A Autoridade Nacional Climática teve uma chance de ressurgir durante os preparativos para a COP30, mas, com a decisão mais recente, a proposta foi oficialmente descartada. Essa situação reflete uma dificuldade no governo em alinhar as prioridades ambientais com as diferentes visões dentro da equipe.
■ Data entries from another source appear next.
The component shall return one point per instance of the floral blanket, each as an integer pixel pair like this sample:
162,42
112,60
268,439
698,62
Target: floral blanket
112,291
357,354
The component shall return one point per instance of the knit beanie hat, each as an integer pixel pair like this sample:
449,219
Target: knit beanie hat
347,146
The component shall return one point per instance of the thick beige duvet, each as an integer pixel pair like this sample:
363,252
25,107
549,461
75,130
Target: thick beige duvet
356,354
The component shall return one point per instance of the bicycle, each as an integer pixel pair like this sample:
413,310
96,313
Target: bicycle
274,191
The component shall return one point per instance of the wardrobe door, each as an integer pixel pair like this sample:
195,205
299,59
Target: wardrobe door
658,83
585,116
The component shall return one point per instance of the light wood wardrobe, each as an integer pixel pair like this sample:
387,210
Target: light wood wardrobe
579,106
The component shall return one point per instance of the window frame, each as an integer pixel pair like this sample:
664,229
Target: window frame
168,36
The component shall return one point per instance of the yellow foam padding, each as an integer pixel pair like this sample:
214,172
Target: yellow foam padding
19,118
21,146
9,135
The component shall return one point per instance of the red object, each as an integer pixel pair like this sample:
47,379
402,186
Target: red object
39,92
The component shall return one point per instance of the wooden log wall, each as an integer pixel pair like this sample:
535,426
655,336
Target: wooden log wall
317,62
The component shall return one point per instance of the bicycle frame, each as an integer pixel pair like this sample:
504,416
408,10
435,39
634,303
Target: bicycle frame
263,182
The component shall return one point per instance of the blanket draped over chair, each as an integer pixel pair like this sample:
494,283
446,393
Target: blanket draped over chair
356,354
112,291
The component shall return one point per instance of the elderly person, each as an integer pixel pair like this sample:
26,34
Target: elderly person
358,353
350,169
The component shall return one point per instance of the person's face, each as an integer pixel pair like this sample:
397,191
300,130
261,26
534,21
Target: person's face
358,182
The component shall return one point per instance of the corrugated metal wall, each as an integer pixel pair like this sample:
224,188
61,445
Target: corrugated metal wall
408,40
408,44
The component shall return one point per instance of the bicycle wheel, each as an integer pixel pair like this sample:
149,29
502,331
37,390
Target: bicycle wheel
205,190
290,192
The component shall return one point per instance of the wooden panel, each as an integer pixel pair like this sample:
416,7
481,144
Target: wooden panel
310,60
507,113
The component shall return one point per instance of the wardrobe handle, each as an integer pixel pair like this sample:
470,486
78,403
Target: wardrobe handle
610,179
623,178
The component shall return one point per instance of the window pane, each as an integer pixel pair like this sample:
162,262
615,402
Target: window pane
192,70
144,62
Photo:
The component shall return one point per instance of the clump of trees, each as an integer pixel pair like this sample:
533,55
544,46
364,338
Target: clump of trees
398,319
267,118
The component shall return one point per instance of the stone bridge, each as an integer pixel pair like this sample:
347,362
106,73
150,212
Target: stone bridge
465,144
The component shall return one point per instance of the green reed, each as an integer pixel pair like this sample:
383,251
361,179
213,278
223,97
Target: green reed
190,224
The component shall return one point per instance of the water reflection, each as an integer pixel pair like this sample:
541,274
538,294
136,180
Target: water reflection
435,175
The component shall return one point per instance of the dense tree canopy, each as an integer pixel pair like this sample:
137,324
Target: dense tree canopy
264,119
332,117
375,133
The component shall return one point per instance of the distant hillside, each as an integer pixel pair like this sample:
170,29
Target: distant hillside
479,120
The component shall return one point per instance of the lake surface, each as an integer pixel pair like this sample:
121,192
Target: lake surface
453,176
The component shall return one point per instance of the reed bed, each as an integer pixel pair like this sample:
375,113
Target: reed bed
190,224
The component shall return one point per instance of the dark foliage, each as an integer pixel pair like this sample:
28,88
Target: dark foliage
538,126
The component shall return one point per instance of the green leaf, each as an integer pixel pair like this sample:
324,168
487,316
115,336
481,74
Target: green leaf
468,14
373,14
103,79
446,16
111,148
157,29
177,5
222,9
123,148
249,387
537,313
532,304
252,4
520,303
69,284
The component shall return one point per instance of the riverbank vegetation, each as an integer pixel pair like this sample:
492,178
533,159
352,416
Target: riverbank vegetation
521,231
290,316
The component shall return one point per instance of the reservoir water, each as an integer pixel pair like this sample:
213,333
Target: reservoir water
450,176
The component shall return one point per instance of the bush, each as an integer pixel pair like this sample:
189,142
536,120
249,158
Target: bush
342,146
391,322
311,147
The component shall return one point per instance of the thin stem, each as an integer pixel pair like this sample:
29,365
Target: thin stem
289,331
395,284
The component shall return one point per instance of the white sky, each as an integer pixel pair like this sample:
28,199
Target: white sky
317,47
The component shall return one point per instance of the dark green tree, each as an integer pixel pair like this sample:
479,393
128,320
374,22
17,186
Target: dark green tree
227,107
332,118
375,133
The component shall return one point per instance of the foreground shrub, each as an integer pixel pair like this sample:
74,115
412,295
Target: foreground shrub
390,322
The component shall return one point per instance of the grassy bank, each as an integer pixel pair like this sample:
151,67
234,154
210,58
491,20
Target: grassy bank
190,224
A criação de um órgão desse tipo poderia ter um impacto significativo na forma como o Brasil lida com a emergência climática, mas, por enquanto, isso não se concretizou.
Para quem deseja acompanhar as discussões e decisões relacionadas a políticas ambientais, as sessões do governo podem ser acessadas através do site oficial, onde também estão disponíveis documentos e informações sobre denúncias e contatos. É importante ficar de olho na agenda de votações e audiências públicas, pois essas plataformas são essenciais para a participação cidadã e a fiscalização das ações do governo.
Nos próximos meses, a expectativa é que novas propostas sobre o tema surjam, mas é necessário observar como o governo irá articular as prioridades e se haverá uma nova tentativa de criar uma estrutura dedicada às questões climáticas.